2. Laporan pandangan mata dalam ayat 32-33 (bnd. Mrk 15:28) merupakan gema dari Yes 53:12 --- “ia terhitung di antara pemberontak-pemberontak . . . dan berdoa untuk pemberontak-pemberontak”. Sedangkan doa Yesus seperti yang terdapat dalam ayat 34 dapat dianggap sebagai ucapan asli dari mulut Yesus sendiri (ipsissima verba) berdasarkan paralel-nya dengan ucapan Stefanus (Kis 7:60), ketika akan dihukum mati.

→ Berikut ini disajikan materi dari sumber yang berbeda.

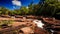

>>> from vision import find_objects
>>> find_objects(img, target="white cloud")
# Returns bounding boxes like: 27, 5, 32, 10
12, 0, 21, 6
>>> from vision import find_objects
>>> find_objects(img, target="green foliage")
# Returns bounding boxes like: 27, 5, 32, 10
0, 20, 13, 27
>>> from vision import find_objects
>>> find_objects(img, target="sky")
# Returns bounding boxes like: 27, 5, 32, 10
0, 0, 39, 10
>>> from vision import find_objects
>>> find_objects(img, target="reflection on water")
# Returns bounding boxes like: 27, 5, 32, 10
33, 20, 44, 28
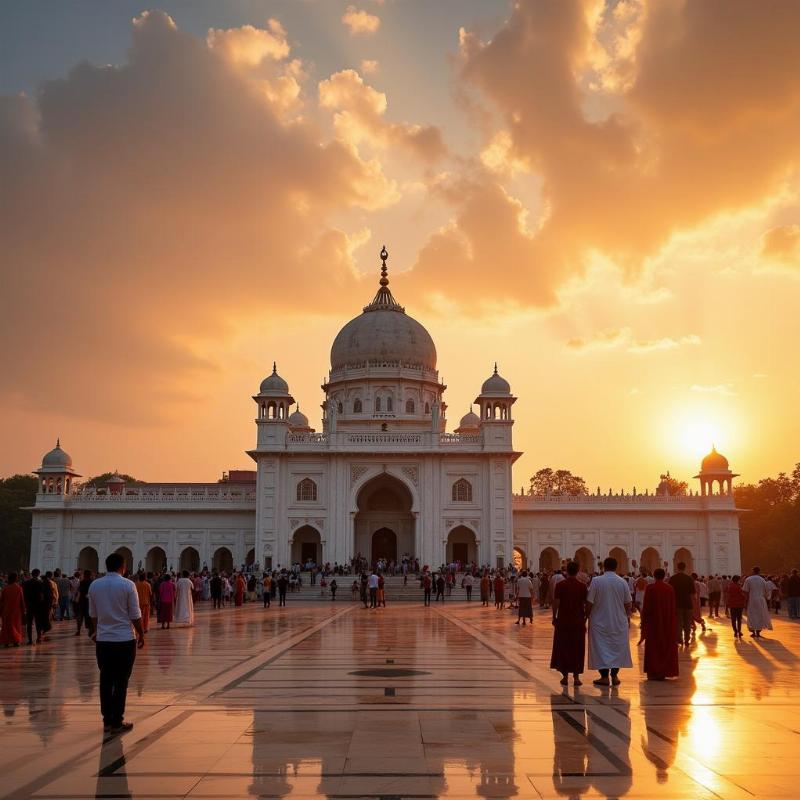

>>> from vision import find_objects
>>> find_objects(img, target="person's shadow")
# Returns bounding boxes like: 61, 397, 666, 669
95, 736, 133, 797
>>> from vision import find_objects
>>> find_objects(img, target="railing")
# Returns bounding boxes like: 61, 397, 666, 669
345, 433, 422, 444
68, 487, 256, 503
286, 433, 328, 444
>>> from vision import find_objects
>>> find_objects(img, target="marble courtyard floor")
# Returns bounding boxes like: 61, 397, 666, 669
0, 597, 800, 800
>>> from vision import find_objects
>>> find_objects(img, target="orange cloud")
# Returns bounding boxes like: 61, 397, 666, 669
0, 12, 396, 424
761, 225, 800, 264
342, 6, 381, 36
319, 69, 446, 163
417, 0, 800, 305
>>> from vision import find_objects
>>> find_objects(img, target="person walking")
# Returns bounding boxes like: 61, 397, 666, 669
669, 561, 695, 647
22, 569, 50, 645
261, 572, 272, 608
368, 570, 380, 608
514, 569, 533, 628
550, 561, 587, 686
89, 553, 144, 733
0, 572, 25, 647
208, 570, 223, 608
641, 567, 678, 681
728, 575, 747, 639
158, 575, 175, 630
422, 572, 433, 606
481, 572, 491, 607
786, 569, 800, 619
136, 572, 153, 633
175, 569, 194, 625
586, 557, 633, 686
742, 567, 772, 639
278, 572, 289, 608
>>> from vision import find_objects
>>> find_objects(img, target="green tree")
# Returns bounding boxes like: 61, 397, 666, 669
733, 464, 800, 574
530, 467, 588, 495
0, 475, 39, 572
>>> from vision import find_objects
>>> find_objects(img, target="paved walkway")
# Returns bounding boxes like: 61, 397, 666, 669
0, 598, 800, 800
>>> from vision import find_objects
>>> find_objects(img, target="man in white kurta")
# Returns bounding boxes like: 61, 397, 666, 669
586, 558, 633, 686
742, 567, 772, 639
175, 570, 194, 625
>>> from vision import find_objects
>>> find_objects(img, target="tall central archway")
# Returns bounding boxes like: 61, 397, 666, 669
353, 473, 416, 564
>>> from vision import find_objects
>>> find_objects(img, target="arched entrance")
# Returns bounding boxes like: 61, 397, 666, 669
181, 547, 200, 572
292, 525, 322, 566
639, 547, 661, 575
608, 547, 631, 575
447, 525, 478, 568
78, 547, 100, 573
370, 528, 397, 564
539, 547, 561, 572
672, 547, 694, 575
575, 547, 596, 575
114, 547, 133, 573
353, 472, 416, 564
145, 547, 167, 572
212, 547, 233, 575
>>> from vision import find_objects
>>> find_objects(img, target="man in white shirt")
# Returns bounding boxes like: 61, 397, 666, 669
368, 570, 380, 608
515, 569, 533, 627
89, 553, 144, 733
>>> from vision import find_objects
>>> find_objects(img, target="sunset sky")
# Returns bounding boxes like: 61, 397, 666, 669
0, 0, 800, 491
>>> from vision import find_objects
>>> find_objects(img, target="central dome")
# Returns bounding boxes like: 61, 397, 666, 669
331, 248, 436, 370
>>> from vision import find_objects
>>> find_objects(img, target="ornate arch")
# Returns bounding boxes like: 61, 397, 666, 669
349, 464, 420, 516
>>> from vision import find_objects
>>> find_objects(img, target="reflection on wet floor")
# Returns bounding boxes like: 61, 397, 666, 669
0, 603, 800, 798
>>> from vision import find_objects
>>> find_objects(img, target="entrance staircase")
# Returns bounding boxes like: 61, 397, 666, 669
276, 572, 480, 604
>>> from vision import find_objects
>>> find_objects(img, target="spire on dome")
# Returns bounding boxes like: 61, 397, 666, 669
364, 245, 405, 312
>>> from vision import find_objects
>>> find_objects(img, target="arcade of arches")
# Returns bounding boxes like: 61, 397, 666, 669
536, 547, 694, 575
353, 473, 415, 563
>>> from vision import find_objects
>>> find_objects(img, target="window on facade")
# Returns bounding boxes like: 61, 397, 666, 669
297, 478, 317, 502
453, 478, 472, 503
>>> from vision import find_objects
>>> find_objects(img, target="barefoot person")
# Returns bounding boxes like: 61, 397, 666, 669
586, 557, 633, 686
642, 567, 678, 681
550, 561, 586, 686
89, 553, 144, 733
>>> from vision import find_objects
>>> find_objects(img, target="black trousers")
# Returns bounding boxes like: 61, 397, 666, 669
96, 639, 136, 726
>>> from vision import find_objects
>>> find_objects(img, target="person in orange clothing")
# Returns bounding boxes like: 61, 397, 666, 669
0, 572, 25, 647
136, 572, 153, 633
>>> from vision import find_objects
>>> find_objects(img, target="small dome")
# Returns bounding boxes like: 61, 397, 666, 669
481, 364, 511, 394
260, 361, 289, 394
700, 447, 730, 472
42, 439, 72, 469
458, 409, 481, 430
288, 406, 308, 428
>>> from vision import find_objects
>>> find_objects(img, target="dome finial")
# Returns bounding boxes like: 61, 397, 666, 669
379, 250, 389, 286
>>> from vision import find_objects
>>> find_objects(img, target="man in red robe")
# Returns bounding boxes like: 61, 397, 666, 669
642, 569, 678, 681
550, 561, 587, 686
0, 572, 25, 647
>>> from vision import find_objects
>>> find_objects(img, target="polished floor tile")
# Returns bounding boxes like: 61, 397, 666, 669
0, 602, 800, 800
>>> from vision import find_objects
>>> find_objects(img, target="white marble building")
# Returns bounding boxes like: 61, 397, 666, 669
31, 251, 740, 572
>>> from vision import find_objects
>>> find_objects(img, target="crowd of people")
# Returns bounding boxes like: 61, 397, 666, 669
0, 553, 800, 732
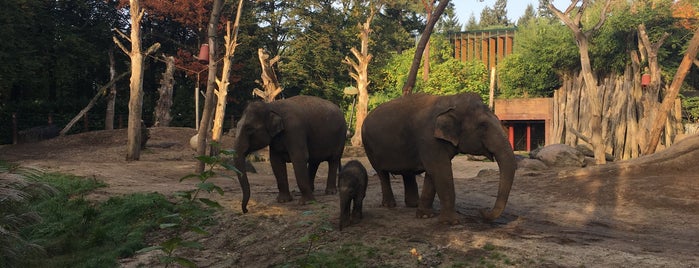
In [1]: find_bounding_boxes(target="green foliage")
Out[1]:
[138,143,239,267]
[14,173,175,267]
[681,96,699,122]
[0,161,55,267]
[369,34,489,109]
[498,18,579,98]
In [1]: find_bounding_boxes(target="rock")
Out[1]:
[532,144,585,167]
[517,158,549,170]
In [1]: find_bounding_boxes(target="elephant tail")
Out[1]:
[235,156,250,213]
[480,141,517,221]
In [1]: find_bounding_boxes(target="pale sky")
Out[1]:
[452,0,570,25]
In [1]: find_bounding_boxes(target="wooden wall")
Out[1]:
[450,28,515,70]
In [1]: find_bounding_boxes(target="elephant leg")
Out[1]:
[352,196,364,223]
[433,172,459,225]
[339,192,352,231]
[325,158,340,194]
[376,170,396,208]
[269,153,293,203]
[292,159,315,205]
[416,173,437,219]
[308,161,320,192]
[403,173,419,208]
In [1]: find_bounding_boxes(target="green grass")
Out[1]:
[13,173,207,267]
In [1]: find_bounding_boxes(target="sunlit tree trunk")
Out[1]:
[343,6,380,146]
[403,0,449,95]
[104,49,116,130]
[153,56,175,127]
[195,0,223,173]
[211,0,243,155]
[126,0,144,161]
[643,27,699,154]
[549,0,610,164]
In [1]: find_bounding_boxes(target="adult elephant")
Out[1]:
[362,93,516,224]
[233,96,347,213]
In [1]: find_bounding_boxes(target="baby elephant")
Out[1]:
[338,160,368,231]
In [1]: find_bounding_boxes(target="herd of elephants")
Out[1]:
[233,93,517,229]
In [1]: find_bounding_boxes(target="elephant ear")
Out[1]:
[434,107,460,146]
[267,111,284,137]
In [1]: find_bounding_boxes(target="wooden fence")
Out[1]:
[450,28,515,70]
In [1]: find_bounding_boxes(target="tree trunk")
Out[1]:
[643,27,699,155]
[548,0,610,164]
[253,48,283,103]
[126,0,144,161]
[153,56,175,127]
[104,48,116,130]
[344,6,380,146]
[59,72,129,136]
[403,0,449,95]
[194,0,223,173]
[211,3,243,155]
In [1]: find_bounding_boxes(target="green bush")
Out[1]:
[19,173,186,267]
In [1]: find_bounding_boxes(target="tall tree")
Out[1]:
[195,0,223,173]
[114,0,157,161]
[465,13,478,31]
[517,4,536,26]
[536,0,556,19]
[403,0,449,95]
[643,25,699,154]
[344,2,381,146]
[549,0,611,164]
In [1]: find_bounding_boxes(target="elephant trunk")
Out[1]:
[480,140,517,221]
[234,146,250,213]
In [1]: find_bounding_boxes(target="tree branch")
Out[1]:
[589,0,612,32]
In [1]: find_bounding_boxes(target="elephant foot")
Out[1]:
[352,212,364,223]
[439,211,459,225]
[277,193,293,203]
[405,200,417,208]
[381,199,396,208]
[415,208,435,219]
[299,195,316,205]
[325,188,337,195]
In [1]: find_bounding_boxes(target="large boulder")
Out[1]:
[530,144,585,167]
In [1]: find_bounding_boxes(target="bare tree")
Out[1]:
[548,0,611,164]
[643,27,699,154]
[153,55,175,127]
[403,0,449,95]
[253,48,284,102]
[211,0,243,154]
[114,0,160,161]
[104,48,116,130]
[195,0,223,173]
[343,5,381,146]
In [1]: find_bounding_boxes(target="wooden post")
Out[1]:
[12,113,17,144]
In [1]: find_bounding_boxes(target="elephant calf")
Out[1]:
[338,160,368,231]
[233,96,347,213]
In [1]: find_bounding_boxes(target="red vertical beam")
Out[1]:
[527,123,532,152]
[507,125,515,150]
[505,35,514,55]
[495,36,505,66]
[478,33,490,62]
[454,35,461,59]
[488,36,498,70]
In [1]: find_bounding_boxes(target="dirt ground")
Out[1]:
[0,128,699,267]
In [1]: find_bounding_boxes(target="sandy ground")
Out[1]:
[0,128,699,267]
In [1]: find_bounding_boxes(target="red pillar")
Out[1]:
[507,125,515,150]
[527,123,532,152]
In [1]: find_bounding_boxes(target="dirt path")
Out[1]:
[0,128,699,267]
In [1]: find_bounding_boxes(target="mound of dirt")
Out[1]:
[0,128,699,267]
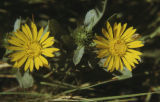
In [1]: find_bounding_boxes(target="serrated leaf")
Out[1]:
[14,18,21,32]
[84,0,107,31]
[16,71,34,88]
[73,46,85,65]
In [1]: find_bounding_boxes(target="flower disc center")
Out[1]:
[109,39,127,56]
[25,41,42,57]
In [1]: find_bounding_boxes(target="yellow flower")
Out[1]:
[93,22,144,72]
[7,22,59,71]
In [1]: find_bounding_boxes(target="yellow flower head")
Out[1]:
[93,22,144,72]
[7,22,59,71]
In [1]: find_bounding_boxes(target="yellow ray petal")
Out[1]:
[37,27,43,41]
[120,23,127,36]
[124,52,135,67]
[115,56,120,70]
[22,25,31,39]
[6,46,24,50]
[97,49,108,58]
[42,48,59,52]
[42,41,54,48]
[34,57,40,70]
[24,58,32,71]
[29,58,34,72]
[107,57,114,71]
[93,40,108,48]
[10,51,25,61]
[13,61,18,68]
[13,30,27,42]
[37,57,43,67]
[42,50,54,57]
[10,36,24,45]
[39,55,48,65]
[96,36,108,44]
[106,21,113,39]
[124,29,136,42]
[121,27,133,39]
[119,59,123,71]
[25,24,32,39]
[102,28,110,39]
[115,23,122,38]
[128,49,142,55]
[31,22,37,40]
[8,40,23,47]
[127,41,144,48]
[42,37,54,45]
[40,32,49,43]
[122,57,132,71]
[104,56,112,67]
[17,56,27,68]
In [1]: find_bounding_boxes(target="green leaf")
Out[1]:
[73,46,85,65]
[113,67,132,80]
[84,0,107,31]
[14,18,21,32]
[16,71,34,88]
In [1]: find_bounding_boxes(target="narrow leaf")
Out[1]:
[73,46,85,65]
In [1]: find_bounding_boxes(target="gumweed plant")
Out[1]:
[93,22,144,72]
[7,22,59,72]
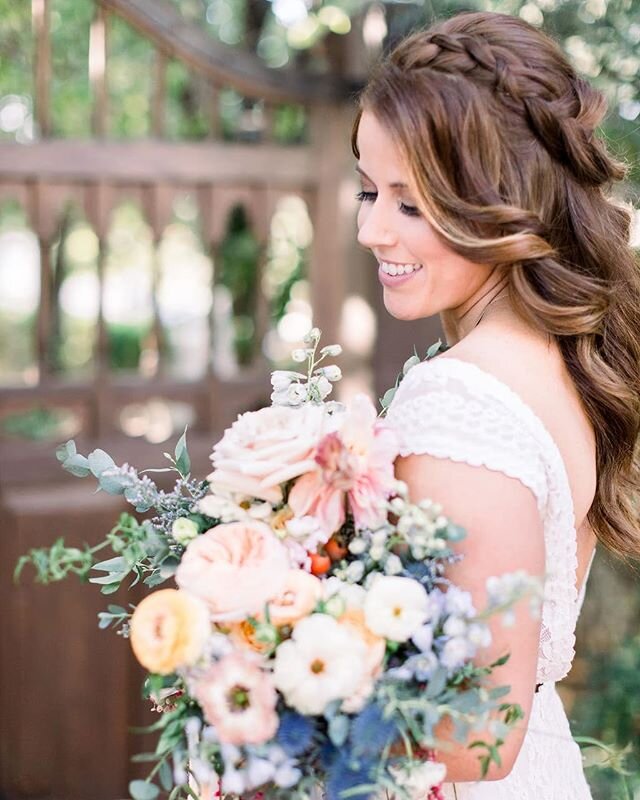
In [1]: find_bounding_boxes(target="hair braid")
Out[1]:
[391,25,624,186]
[352,12,640,558]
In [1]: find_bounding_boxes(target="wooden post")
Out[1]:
[89,4,108,139]
[209,85,222,139]
[309,105,355,344]
[85,183,113,439]
[151,50,167,139]
[31,0,51,139]
[36,234,53,385]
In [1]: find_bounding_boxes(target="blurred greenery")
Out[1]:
[572,635,640,800]
[0,0,640,800]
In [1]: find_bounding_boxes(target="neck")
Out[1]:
[440,273,509,345]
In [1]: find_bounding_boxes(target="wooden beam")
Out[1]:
[89,6,108,138]
[31,0,51,138]
[99,0,350,105]
[0,139,318,189]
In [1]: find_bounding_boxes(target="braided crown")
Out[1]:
[391,31,624,185]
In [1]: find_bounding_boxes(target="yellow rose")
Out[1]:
[129,589,211,675]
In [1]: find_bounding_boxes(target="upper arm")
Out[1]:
[396,454,545,778]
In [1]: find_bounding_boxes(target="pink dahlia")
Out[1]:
[289,394,398,538]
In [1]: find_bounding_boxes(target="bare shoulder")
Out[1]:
[439,324,571,396]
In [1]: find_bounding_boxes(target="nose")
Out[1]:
[357,201,397,250]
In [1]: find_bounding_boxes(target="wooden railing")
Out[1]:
[0,0,360,482]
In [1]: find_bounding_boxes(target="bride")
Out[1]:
[352,7,640,800]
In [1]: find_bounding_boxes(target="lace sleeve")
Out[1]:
[387,358,547,513]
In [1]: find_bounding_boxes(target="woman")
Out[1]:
[353,7,640,800]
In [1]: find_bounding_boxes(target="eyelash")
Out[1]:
[356,189,420,217]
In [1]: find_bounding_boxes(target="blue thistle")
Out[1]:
[276,711,313,757]
[349,703,398,759]
[325,753,375,800]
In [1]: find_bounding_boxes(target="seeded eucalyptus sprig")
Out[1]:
[14,430,208,595]
[271,328,342,407]
[378,339,449,417]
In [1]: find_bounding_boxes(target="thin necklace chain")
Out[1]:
[458,286,506,330]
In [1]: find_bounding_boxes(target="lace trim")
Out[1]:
[387,356,578,683]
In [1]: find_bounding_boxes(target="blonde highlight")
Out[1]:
[352,12,640,559]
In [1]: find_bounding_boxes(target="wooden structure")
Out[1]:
[0,0,384,800]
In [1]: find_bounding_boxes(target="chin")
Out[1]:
[384,296,430,322]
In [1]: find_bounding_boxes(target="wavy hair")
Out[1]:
[352,12,640,560]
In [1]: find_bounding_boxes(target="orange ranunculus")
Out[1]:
[269,569,322,626]
[338,608,386,714]
[129,589,211,675]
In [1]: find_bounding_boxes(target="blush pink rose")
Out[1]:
[208,404,332,503]
[176,520,290,622]
[288,394,399,536]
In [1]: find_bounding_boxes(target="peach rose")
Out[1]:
[176,520,289,622]
[208,404,332,503]
[269,569,322,626]
[129,589,211,675]
[194,653,279,745]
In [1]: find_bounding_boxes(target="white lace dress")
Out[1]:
[387,357,591,800]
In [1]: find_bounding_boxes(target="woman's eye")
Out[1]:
[356,189,378,203]
[400,203,420,217]
[356,189,420,217]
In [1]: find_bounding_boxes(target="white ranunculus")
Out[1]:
[364,575,429,642]
[389,761,447,800]
[273,614,366,714]
[322,575,367,608]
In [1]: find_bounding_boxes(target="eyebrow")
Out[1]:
[356,164,409,189]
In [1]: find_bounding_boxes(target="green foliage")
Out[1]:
[15,429,207,596]
[216,206,260,364]
[572,636,640,800]
[379,339,449,416]
[2,406,73,442]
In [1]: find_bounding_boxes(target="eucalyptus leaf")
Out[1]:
[424,667,447,700]
[98,467,128,495]
[380,386,397,408]
[87,448,116,478]
[402,356,420,375]
[62,453,91,478]
[158,761,173,792]
[129,781,160,800]
[56,439,78,462]
[91,556,127,573]
[426,339,442,358]
[175,428,191,477]
[329,714,349,747]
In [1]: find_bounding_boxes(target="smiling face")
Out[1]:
[357,111,496,320]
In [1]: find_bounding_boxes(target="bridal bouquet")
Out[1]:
[17,329,539,800]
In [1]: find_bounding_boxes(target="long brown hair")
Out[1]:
[352,12,640,558]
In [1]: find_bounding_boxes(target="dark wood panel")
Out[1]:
[0,139,317,190]
[100,0,351,104]
[0,484,154,800]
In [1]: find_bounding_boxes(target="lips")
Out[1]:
[378,267,423,288]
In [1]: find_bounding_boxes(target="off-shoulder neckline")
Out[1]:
[413,355,576,531]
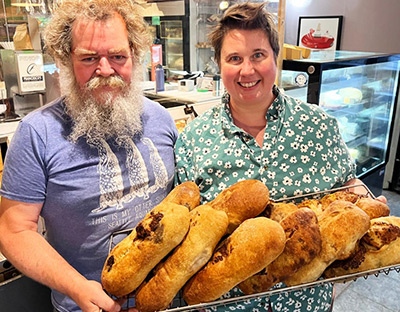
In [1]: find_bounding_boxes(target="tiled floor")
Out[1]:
[333,191,400,312]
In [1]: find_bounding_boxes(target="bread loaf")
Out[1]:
[239,208,321,294]
[356,197,390,219]
[285,200,370,286]
[262,202,299,222]
[183,217,286,304]
[162,181,200,210]
[208,179,269,233]
[324,216,400,278]
[101,203,190,297]
[136,205,228,312]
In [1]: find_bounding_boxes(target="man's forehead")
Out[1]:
[72,47,129,55]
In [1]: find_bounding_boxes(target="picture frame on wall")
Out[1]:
[297,15,343,51]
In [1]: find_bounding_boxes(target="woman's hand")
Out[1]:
[344,179,387,204]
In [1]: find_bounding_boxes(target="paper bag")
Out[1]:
[13,24,33,51]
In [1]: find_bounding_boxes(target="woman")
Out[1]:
[175,3,386,311]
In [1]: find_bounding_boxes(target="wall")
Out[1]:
[285,0,400,53]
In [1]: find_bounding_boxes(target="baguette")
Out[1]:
[324,216,400,278]
[239,208,321,295]
[136,205,228,312]
[101,203,190,297]
[183,217,286,304]
[285,200,370,286]
[208,179,269,234]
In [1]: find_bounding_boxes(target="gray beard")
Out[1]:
[60,66,143,145]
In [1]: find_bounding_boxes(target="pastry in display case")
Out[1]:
[282,51,400,195]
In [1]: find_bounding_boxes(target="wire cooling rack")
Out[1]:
[110,184,400,312]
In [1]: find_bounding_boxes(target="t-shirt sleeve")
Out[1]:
[0,121,47,203]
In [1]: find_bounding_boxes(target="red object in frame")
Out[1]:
[301,29,335,49]
[151,44,162,81]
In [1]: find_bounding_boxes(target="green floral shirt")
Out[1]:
[175,88,355,311]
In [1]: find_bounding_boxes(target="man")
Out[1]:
[0,0,177,312]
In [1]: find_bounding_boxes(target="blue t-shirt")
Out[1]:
[0,98,178,311]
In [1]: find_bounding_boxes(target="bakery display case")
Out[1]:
[282,51,400,195]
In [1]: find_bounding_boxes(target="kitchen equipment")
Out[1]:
[178,79,194,92]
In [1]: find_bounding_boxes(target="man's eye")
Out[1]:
[110,55,127,64]
[81,56,97,63]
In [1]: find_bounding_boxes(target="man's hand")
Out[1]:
[72,281,122,312]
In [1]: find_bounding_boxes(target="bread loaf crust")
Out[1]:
[239,208,321,294]
[324,216,400,278]
[101,203,190,297]
[183,217,286,304]
[136,205,228,312]
[208,179,269,234]
[356,197,390,219]
[285,200,370,286]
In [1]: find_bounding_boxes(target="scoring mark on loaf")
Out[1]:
[211,237,233,264]
[133,211,164,243]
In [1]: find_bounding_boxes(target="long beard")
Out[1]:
[60,67,143,145]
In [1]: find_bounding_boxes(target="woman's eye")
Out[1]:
[230,56,240,62]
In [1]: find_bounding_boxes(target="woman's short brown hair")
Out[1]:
[209,2,279,65]
[44,0,150,65]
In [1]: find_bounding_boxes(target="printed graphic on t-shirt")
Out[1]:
[91,138,169,213]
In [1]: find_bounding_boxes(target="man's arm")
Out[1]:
[0,198,120,312]
[345,179,387,204]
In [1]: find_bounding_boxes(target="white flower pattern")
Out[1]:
[175,88,355,312]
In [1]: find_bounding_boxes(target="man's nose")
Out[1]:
[96,56,115,77]
[240,60,254,75]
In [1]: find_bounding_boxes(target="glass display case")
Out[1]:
[282,51,400,195]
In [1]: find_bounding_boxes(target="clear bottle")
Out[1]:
[155,64,164,92]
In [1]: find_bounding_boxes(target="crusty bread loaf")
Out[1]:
[324,216,400,278]
[239,208,321,294]
[262,202,299,222]
[320,191,363,210]
[162,181,200,210]
[285,200,370,286]
[101,203,190,297]
[136,205,228,312]
[355,197,390,219]
[183,217,286,304]
[208,179,269,233]
[297,198,322,217]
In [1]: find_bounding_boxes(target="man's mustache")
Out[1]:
[85,75,128,91]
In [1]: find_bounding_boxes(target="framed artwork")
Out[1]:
[297,15,343,51]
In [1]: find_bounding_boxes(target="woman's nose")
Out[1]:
[96,56,115,77]
[240,60,254,75]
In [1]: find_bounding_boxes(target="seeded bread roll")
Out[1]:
[285,200,370,286]
[101,203,190,297]
[135,205,228,312]
[239,208,321,295]
[208,179,269,234]
[183,217,286,304]
[324,216,400,278]
[162,181,200,210]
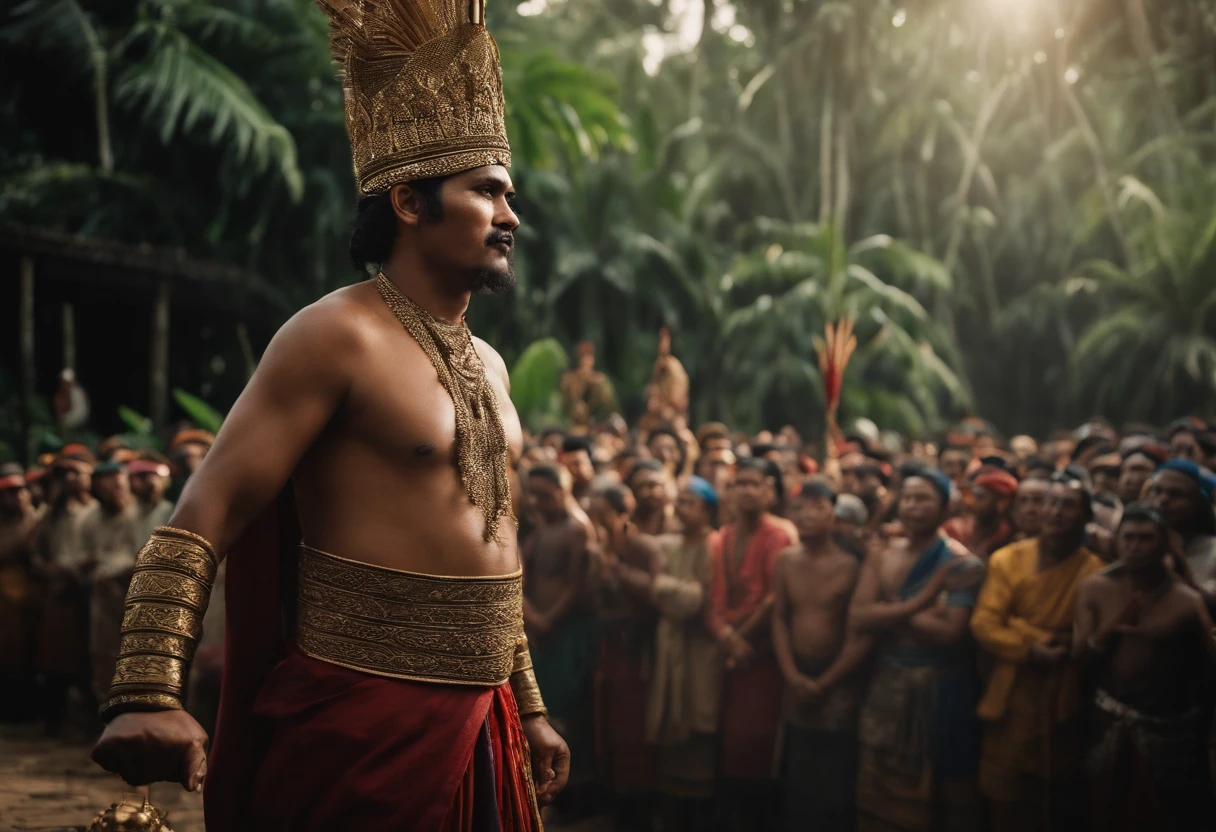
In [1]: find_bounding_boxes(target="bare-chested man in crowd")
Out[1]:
[772,480,868,832]
[1073,502,1216,832]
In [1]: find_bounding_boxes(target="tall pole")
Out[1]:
[148,277,169,431]
[63,303,75,370]
[18,254,38,465]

3. Sebagai ucapan Yesus yang pertama dari kayu salib (ayat 34), doa ini diucapkan demi kepentingan musuh-musuhNya. Informasi: KebutuhanNya sendiri bersifat jasmani dan adalah nisbi artinya, berlangsung sementara saja, sedangkan kebutuhan pokok regu serdadu, para penonton yang hanya ingin tahu itu saja dan pemimpin-pemimpin agama itu bersifat rohani, dan karena itu keadaannya jauh lebih parah. Regu serdadu itu hanya mentaati perintah atasan mereka dan tugas menyalib- kan orang sudah menjadi pekerjaan yang rutin, tetapi tindakan apakah yang akan mereka ambil, seandainya mereka tahu siapa sebenarnya korban yang di tengah kedua salib itu? Apakah mereka akan menolak perintah atasan mereka dengan mempertaruhkan jiwa mereka sedemikian rupa sehingga mereka sendiri akan disalibkan juga? Orang banyak yang dulu berteriak “Salibkan Dia”, mungkin tidak, mereka juga belum sadar akan kejahatan yang sedang berlangsung di hadapan mereka. Barangkali yang paling sulit diampuni ialah para penguasa Yahudi dan Romawi. Mereka masing-masing yakin bahwa mereka mempertahankan hukum negara atau hukum Allah dan karena itu merasa benar dalam tindakan mereka. Meskipun begitu, Yesus memohon supaya Allah mengampuni mereka juga [kutipan dari Robert R. Boehlke, Siapakah Yesus Sebenarnya? (Jakarta: BPK-GM, 1991), hlm. 94].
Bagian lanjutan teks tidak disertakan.